Option B: Registry Scancode Map (System-Level)
For a system-level fix that works everywhere — including the login screen — with no background app required:
- Open Registry Editor and navigate to:
HKEY_LOCAL_MACHINE\SYSTEM\CurrentControlSet\Control\Keyboard Layout - Create a new Binary Value named
Scancode Map - Set the value data to:
00 00 00 00 00 00 00 00 02 00 00 00 00 00 3A 00 00 00 00 00 - Reboot to apply.
This maps the Caps Lock scancode (0x3A) to nothing. To undo it later, just delete the Scancode Map value and reboot.
Alternative Keyboards Worth Considering
If you’re returning yours or just shopping for alternatives, here are a few solid options in the premium mechanical keyboard space:
- Corsair K100 RGB — Corsair’s own flagship.
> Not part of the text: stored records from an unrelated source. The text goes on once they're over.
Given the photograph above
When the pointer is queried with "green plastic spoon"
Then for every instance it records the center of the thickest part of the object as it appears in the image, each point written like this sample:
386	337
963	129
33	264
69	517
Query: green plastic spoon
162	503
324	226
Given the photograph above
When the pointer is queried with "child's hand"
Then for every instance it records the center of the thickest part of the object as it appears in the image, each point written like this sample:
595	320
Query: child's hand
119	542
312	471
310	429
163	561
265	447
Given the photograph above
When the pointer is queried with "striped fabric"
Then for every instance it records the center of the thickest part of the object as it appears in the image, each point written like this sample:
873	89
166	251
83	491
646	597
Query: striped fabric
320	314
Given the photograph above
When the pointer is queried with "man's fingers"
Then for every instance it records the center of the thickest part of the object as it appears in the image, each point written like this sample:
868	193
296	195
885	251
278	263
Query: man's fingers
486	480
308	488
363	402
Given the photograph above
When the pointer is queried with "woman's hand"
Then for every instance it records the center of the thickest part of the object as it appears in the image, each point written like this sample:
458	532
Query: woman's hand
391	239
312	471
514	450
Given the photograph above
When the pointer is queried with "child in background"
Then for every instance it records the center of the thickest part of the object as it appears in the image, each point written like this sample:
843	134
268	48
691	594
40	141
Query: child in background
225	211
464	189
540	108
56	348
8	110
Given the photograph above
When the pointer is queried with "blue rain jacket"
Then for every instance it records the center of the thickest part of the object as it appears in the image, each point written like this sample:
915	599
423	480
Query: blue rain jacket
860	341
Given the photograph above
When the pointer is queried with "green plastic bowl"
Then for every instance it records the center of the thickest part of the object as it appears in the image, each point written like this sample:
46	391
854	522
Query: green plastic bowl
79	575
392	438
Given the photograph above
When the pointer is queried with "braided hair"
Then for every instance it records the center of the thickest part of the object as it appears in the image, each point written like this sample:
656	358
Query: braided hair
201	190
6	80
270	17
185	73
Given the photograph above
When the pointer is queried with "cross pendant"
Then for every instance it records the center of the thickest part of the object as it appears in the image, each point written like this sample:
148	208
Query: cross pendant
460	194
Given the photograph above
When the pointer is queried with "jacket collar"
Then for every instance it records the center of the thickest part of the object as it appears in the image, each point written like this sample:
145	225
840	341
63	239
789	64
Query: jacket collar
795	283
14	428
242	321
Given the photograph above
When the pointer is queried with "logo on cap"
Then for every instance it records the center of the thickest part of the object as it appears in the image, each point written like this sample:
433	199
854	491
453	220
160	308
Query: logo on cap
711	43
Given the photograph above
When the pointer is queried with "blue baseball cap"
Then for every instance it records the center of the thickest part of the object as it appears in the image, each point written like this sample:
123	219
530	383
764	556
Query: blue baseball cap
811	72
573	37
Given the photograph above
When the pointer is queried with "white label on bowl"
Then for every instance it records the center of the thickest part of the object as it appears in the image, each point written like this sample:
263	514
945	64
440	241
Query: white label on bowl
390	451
No Stream Deck integration, but rock-solid build quality and proven reliability.
- Razer BlackWidow V4 — Full-size with dedicated macro keys and Razer’s Synapse software for customization.
- SteelSeries Apex Pro — Magnetic switches with per-key actuation point adjustment and a built-in OLED display.
If the Stream Deck LCD keys are the main draw, consider pairing a standalone Stream Deck with a dedicated mechanical gaming keyboard, you get the same functionality without the single-point-of-failure risk.
Bottom Line
The Galleon 100 SD is an interesting concept, but if your unit has this left Shift/Caps Lock defect, it’s not a software fix as far as I can tell… I think I tried everything. Return it or open a warranty ticket with Corsair.